Mais je ne doute pas que, sur l'ensemble de ces mesures, j'ai pu voir plusieurs de mes collègues ce matin ou je les ai eus ces dernières heures, les mécanismes sont très importants pour eux, nous allions construire un chemin. [ INAUDIBLE ] Sur ce sujet, j'aurai l'occasion d'y revenir de manière appropriée, notre souhait est de pouvoir, là aussi, avoir un dialogue politique exigeant, visant d'une part à véritablement stopper ce qui est fait aujourd'hui, les attaques directes et les violences insupportables à l'égard des populations civiles. C'est, ensuite, de reprendre le dialogue pour limiter les activités nucléaires et les déstabilisations régionales. [ INAUDIBLE ] Je l'ai dit à l'instant, je ne ferai pas de commentaires sur ce sujet qui est de la vie politique britannique.
Ce que je veux dire, c'est que nous avons eu plusieurs échanges téléphoniques ou plusieurs rencontres qui ont toujours été très constructifs, et encore il y a quelques jours à Prague.
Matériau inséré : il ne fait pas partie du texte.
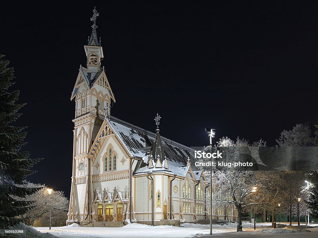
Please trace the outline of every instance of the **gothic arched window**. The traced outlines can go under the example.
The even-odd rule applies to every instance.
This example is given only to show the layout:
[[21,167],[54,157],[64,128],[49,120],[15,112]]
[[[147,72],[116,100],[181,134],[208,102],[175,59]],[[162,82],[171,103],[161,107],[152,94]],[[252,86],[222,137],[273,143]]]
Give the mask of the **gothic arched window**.
[[116,155],[114,155],[113,156],[113,170],[116,169]]
[[157,206],[160,207],[160,191],[158,190],[157,193]]
[[152,182],[150,182],[149,185],[149,199],[151,199],[152,198]]
[[104,164],[105,168],[104,169],[104,171],[107,171],[107,155],[105,155],[105,157],[104,159]]
[[182,192],[183,197],[186,198],[190,198],[191,197],[191,190],[189,185],[189,182],[188,179],[185,180],[183,188],[182,188]]
[[108,170],[112,170],[112,148],[109,147],[108,149]]

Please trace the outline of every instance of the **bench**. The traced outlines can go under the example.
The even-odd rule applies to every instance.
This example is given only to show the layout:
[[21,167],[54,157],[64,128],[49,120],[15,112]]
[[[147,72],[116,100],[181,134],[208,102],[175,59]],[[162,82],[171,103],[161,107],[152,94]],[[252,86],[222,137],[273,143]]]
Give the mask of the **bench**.
[[225,224],[225,225],[229,225],[231,224],[231,222],[228,221],[226,220],[217,220],[218,225],[220,225],[221,226]]

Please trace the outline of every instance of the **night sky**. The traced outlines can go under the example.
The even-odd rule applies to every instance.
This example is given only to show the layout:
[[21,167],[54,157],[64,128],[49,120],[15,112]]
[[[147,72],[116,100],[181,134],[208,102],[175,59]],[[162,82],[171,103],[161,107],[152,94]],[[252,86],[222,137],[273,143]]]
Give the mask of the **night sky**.
[[[318,3],[222,2],[93,2],[112,115],[154,132],[158,112],[161,135],[189,146],[208,145],[205,127],[216,129],[214,142],[239,136],[272,146],[283,129],[318,122]],[[28,179],[69,196],[70,98],[94,3],[48,2],[2,3],[0,53],[27,103],[16,123],[28,127],[23,149],[45,158]]]

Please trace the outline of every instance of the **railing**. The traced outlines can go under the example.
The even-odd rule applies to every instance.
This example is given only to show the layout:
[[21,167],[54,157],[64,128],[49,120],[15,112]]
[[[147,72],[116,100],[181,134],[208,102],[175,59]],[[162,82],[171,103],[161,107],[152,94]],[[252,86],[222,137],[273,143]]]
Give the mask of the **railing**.
[[75,184],[80,184],[83,183],[86,183],[86,176],[83,176],[80,177],[78,178],[75,178]]
[[109,173],[93,175],[92,179],[93,183],[103,182],[110,180],[128,178],[129,173],[128,170],[118,171]]
[[83,215],[74,214],[73,215],[73,220],[74,221],[80,221],[83,220]]

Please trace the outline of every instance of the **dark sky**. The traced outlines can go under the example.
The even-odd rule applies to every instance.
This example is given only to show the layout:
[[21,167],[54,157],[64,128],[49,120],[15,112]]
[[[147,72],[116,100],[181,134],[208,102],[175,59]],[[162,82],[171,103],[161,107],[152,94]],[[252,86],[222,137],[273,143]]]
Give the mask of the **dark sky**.
[[[253,2],[96,3],[112,115],[154,131],[158,112],[161,135],[189,146],[208,145],[205,127],[216,129],[214,142],[273,146],[283,130],[318,122],[318,3]],[[68,196],[70,98],[94,5],[47,2],[3,3],[0,53],[27,103],[17,123],[28,127],[24,149],[45,158],[28,179]]]

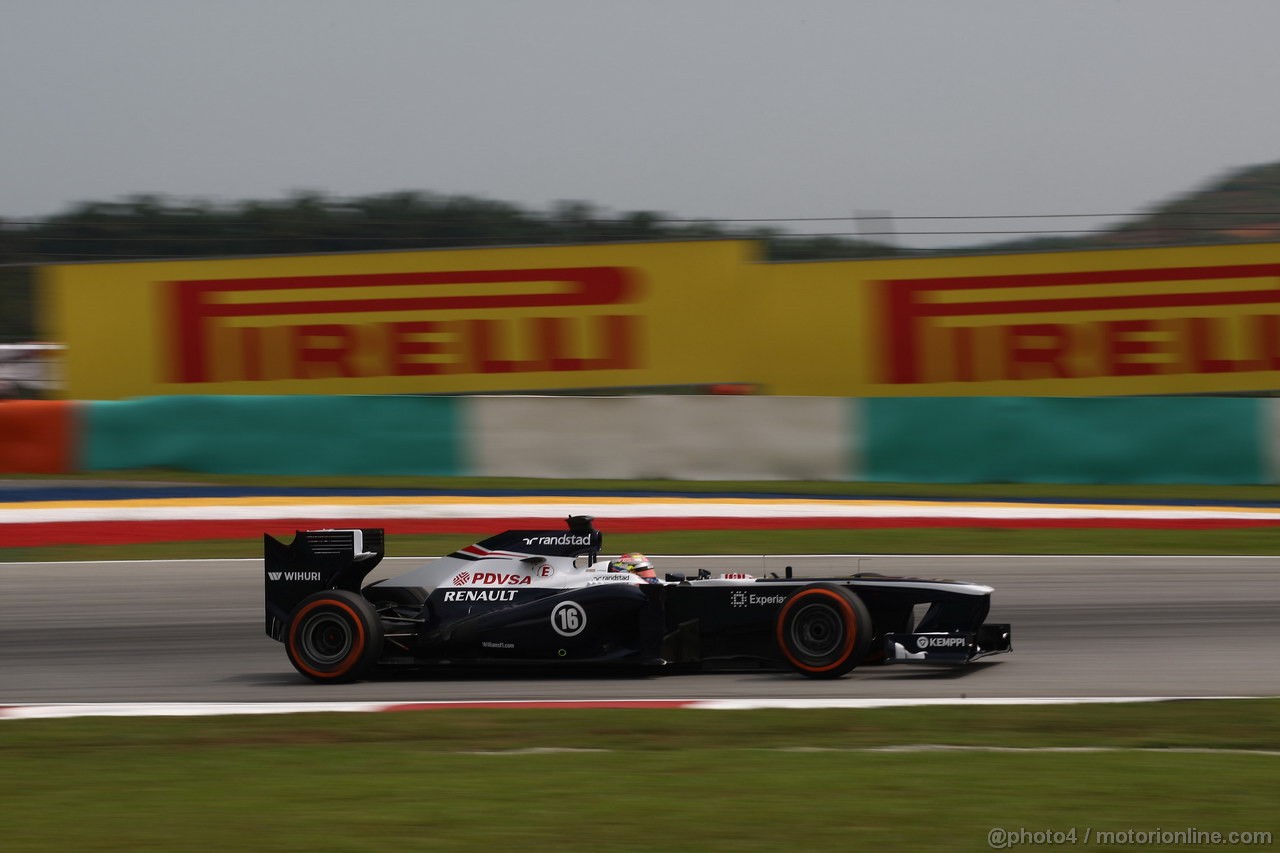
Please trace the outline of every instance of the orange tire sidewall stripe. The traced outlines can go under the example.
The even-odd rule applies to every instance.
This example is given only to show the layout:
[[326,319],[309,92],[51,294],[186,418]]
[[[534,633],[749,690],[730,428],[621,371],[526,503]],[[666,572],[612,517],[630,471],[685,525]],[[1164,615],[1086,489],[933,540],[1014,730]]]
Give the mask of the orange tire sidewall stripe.
[[[847,637],[845,637],[845,648],[842,648],[840,651],[840,656],[827,666],[809,666],[806,663],[801,663],[800,661],[797,661],[795,657],[791,656],[791,652],[787,649],[783,634],[783,625],[787,621],[787,613],[791,612],[791,608],[797,602],[800,602],[801,598],[809,598],[813,596],[823,596],[826,598],[831,598],[840,606],[840,610],[845,613],[845,616],[847,616],[846,626],[849,630],[845,631],[847,634]],[[832,592],[831,589],[805,589],[792,596],[791,599],[782,606],[782,612],[778,613],[777,634],[778,634],[778,648],[782,649],[782,654],[787,658],[787,661],[791,662],[792,666],[804,670],[806,672],[826,672],[827,670],[833,670],[841,663],[844,663],[852,653],[854,646],[858,642],[858,613],[854,612],[854,608],[849,606],[849,601],[845,599],[844,596]]]
[[[310,613],[312,610],[315,610],[316,607],[337,607],[338,610],[343,610],[343,611],[346,611],[351,616],[351,621],[356,625],[356,642],[352,644],[351,652],[347,654],[347,657],[344,657],[340,661],[339,667],[337,670],[334,670],[333,672],[325,672],[323,670],[314,670],[314,669],[311,669],[310,666],[306,665],[306,662],[297,653],[296,631],[297,631],[298,626],[302,624],[303,617],[307,613]],[[364,654],[364,652],[365,652],[365,624],[364,624],[364,621],[361,621],[360,613],[357,613],[346,602],[332,599],[332,598],[330,599],[314,601],[310,605],[307,605],[306,607],[303,607],[301,611],[298,611],[298,615],[293,617],[292,622],[289,622],[289,652],[292,652],[292,654],[289,657],[293,658],[293,662],[300,669],[306,670],[310,675],[314,675],[317,679],[332,679],[332,678],[342,676],[348,670],[351,670],[352,665],[357,660],[360,660],[360,656]]]

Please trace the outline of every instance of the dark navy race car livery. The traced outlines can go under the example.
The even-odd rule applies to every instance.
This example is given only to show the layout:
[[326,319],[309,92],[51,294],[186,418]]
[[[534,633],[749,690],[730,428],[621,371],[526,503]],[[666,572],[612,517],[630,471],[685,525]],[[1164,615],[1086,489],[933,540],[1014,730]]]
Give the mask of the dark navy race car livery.
[[[265,537],[266,633],[321,683],[392,666],[617,665],[655,671],[790,669],[815,679],[860,663],[966,663],[1009,652],[983,624],[991,587],[956,580],[755,578],[648,581],[598,560],[589,516],[508,530],[371,584],[383,530]],[[919,619],[916,620],[916,615]]]

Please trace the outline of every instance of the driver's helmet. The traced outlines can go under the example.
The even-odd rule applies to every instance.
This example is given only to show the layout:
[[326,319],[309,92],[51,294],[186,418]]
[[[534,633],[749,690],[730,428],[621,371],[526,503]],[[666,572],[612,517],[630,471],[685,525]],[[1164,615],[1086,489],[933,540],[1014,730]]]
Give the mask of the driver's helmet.
[[609,571],[630,571],[631,574],[646,580],[658,579],[657,573],[653,570],[653,564],[649,562],[649,557],[637,551],[625,553],[617,560],[611,561]]

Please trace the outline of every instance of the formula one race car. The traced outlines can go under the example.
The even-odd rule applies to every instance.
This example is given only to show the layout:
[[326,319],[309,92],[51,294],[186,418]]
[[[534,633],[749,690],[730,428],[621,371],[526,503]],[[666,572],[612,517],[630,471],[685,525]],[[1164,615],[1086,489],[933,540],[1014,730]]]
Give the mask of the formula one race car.
[[266,633],[323,683],[355,681],[378,665],[790,667],[832,679],[859,663],[966,663],[1012,648],[1009,625],[983,624],[991,587],[804,579],[790,569],[652,583],[598,561],[593,521],[508,530],[364,588],[383,557],[383,530],[300,530],[291,544],[264,537]]

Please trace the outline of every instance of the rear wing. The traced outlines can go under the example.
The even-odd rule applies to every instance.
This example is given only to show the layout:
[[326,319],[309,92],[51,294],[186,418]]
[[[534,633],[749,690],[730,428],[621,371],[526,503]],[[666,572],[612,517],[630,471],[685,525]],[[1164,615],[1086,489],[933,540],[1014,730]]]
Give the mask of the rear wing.
[[289,544],[264,534],[268,635],[280,639],[293,608],[311,593],[321,589],[358,593],[361,581],[385,553],[381,528],[297,530]]

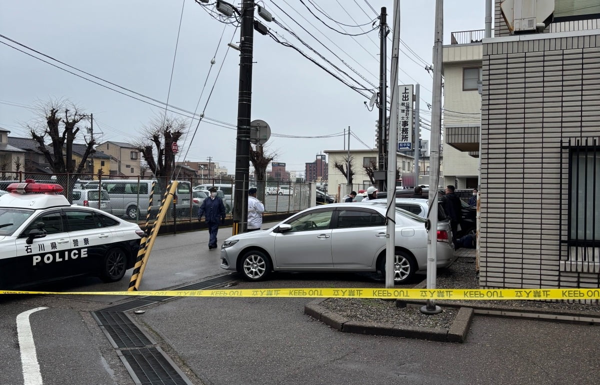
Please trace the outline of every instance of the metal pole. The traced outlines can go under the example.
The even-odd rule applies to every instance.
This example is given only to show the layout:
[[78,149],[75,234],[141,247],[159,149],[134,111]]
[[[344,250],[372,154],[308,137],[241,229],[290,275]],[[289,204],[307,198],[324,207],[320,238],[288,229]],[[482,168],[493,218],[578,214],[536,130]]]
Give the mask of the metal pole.
[[421,97],[421,86],[418,83],[415,85],[415,177],[416,178],[415,187],[421,184],[419,183],[419,157],[421,156],[421,117],[419,114],[419,100]]
[[386,213],[385,287],[394,287],[394,257],[396,255],[396,168],[398,165],[398,54],[400,45],[400,0],[394,2],[394,35],[392,38],[392,97],[388,139],[388,211]]
[[[436,288],[437,268],[437,186],[440,176],[442,134],[442,47],[443,41],[443,0],[436,0],[436,30],[433,43],[433,95],[431,107],[431,148],[430,155],[429,229],[427,231],[427,288]],[[437,314],[442,308],[427,300],[421,308],[425,314]]]
[[[233,194],[233,235],[244,232],[248,220],[248,180],[250,169],[250,109],[252,103],[252,49],[254,2],[244,0],[240,32],[239,92],[236,142],[235,189]],[[210,170],[209,169],[209,173]]]
[[[385,7],[381,7],[381,16],[379,19],[379,121],[377,124],[377,133],[379,138],[377,139],[377,150],[379,158],[377,159],[377,169],[380,171],[385,170],[385,158],[386,155],[386,126],[387,117],[387,90],[386,89],[386,82],[387,82],[387,55],[388,48],[386,45],[388,37],[388,24],[387,24],[387,10]],[[392,153],[389,153],[391,154]],[[383,191],[385,189],[385,181],[377,181],[377,188],[379,191]]]
[[491,37],[491,2],[485,0],[485,37]]
[[350,183],[350,126],[348,126],[348,153],[347,156],[348,157],[347,160],[348,163],[346,165],[346,180],[347,184],[346,185],[346,193],[349,194],[350,192],[352,191],[352,184]]

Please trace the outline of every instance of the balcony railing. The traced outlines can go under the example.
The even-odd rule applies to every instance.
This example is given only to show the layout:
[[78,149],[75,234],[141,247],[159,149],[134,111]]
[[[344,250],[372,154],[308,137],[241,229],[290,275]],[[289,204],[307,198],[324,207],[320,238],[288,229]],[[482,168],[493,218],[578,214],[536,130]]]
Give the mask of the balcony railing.
[[[494,36],[494,30],[491,31],[491,35]],[[485,37],[485,29],[476,29],[475,31],[459,31],[453,32],[450,35],[450,44],[471,44],[473,43],[481,43],[481,40]]]

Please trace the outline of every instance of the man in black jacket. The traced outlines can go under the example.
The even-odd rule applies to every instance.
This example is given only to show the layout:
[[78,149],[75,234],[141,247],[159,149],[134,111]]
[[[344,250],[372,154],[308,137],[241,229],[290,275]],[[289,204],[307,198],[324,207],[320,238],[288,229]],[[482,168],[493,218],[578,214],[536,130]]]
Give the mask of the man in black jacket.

Ensuite, je veux dire que la France, en tant que nation et peuple ami du peuple britannique, souhaite avant tout la stabilité et, dans le contexte que nous connaissons, qui est un contexte de guerre, un contexte de tension énergétique et de crise plus large, il est important que la Grande-Bretagne retrouve très vite une stabilité politique, et c'est tout ce que je souhaite. [ INAUDIBLE ] Mais, à titre personnel, je suis toujours triste de voir partir un collègue, et une collègue en l'espèce, et ce que je veux dire, c'est que je souhaite qu'il y ait cette stabilité qui puisse revenir au plus vite. [ INAUDIBLE ] Non, je ne dirais pas qu'il y a de panne, en ce qui me concerne.
Je suis depuis le début, et depuis plus de cinq ans maintenant, toujours là pour essayer de proposer, d'avancer et de bâtir l'unité, et je pense qu'il n'est pas bon qu'un pays s'isole. Donc je pense que notre rôle, c'est de tout faire pour qu'il y ait une unité européenne et que l'Allemagne en fasse partie. C'est comme ça que je vois la fonction qui est la mienne et le rôle qui est le mien, et donc je souhaite vraiment qu'on puisse trouver ces voies de convergence.
Nous avancerons et nous continuerons d'avancer. Merci beaucoup.